Cette initiative vise à renforcer la gouvernance des données, améliorer leur qualité et faciliter leur utilisation pour le suivi et l’évaluation des interventions en faveur des survivantes. Le 2 février 2025, un atelier national organisé à Djibouti a marqué une étape clé dans ce processus en réunissant les représentants du Ministère de la Santé, de la Direction de l’Information Sanitaire (DIS), de l’Institut National de Santé Publique de Djibouti (INSPD), des structures de santé ainsi que plusieurs partenaires techniques et acteurs impliqués dans la réponse aux VBG.

Cet atelier avait pour objectif de lancer et d’harmoniser le processus d’intégration des données relatives aux violences basées sur le genre dans le DHIS2, tout en renforçant la coordination institutionnelle autour de la gestion de ces informations sensibles. Les discussions ont permis de partager les expériences nationales en matière de collecte et d’analyse des données, d’identifier les défis persistants, notamment la fragmentation des systèmes de collecte et les capacités variables des acteurs, et d’examiner les modalités techniques permettant d’assurer l’interopérabilité entre le DHIS2 et le GBVIMS-Santé.

Les participants ont également procédé à l’examen et à la validation de plusieurs documents structurants, notamment les termes de référence pour la coordination interne du secteur santé, les standards opérationnels de prise en charge médicale des VBG ainsi que les outils de gestion de l’information et de certification médico-légale. Par ailleurs, la validation concertée des indicateurs clés relatifs aux VBG constitue une avancée importante, ces indicateurs devant être progressivement intégrés dans le DHIS2 afin d’améliorer le suivi des services et l’analyse des tendances nationales.

En parallèle, une mission de renforcement des capacités a été mise en place pour former un noyau national de formateurs issus de la Direction de l’Information Sanitaire, de la Direction de la Santé de la Mère et de l’Enfant et de l’Institut National de Santé Publique de Djibouti, ainsi que des partenaires sectoriels impliqués dans la prise en charge et le référencement des survivantes. Cette approche, fondée sur un modèle de formation en cascade combinant sessions théoriques, exercices pratiques et accompagnement technique, vise à garantir une appropriation durable du système intégré DHIS2–GBVIMS-Santé et à harmoniser la collecte, l’analyse et l’utilisation des données à travers l’ensemble des structures concernées.

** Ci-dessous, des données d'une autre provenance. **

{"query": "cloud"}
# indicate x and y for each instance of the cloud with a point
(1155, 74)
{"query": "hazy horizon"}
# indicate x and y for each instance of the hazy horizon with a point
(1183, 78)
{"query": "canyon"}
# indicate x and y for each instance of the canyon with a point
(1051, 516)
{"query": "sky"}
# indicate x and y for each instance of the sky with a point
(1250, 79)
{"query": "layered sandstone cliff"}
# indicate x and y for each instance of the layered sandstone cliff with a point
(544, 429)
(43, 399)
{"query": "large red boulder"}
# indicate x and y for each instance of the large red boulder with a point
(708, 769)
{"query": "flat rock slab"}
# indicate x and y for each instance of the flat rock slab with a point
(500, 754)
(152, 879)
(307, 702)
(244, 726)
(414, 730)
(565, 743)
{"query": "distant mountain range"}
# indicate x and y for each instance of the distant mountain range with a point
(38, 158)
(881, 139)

Dans ce dispositif, le Ministère de la Santé assure la gouvernance nationale de la plateforme intégrée et veille à la sécurité, à la confidentialité et à la souveraineté des données, tandis que la Direction de l’Information Sanitaire, avec l’appui de la DSME et de l’INSPD, assure l’administration opérationnelle du système, la gestion des accès, l’analyse des données et la production de rapports destinés à éclairer la planification sanitaire et les décisions stratégiques. Les structures de santé, les services de la gendarmerie nationale, la cellule d’écoute de l’Union Nationale des Femmes de Djibouti ainsi que l’Agence Nationale des Personnes Vivant avec Handicap contribuent également à l’enregistrement et au suivi des cas, dans le respect strict des principes de confidentialité et de protection des survivantes.

En consolidant les systèmes d’information et en renforçant les capacités des acteurs impliqués, l’intégration du GBVIMS-Santé dans le DHIS2 marque une avancée importante vers une gouvernance plus efficace des données sur les violences basées sur le genre. Cette initiative permettra d’améliorer la coordination entre les services impliqués dans la prise en charge des survivantes, de mieux analyser les tendances et d’orienter les politiques publiques vers des interventions plus adaptées aux besoins des femmes et des filles, contribuant ainsi à renforcer la réponse nationale face aux violences basées sur le genre à Djibouti.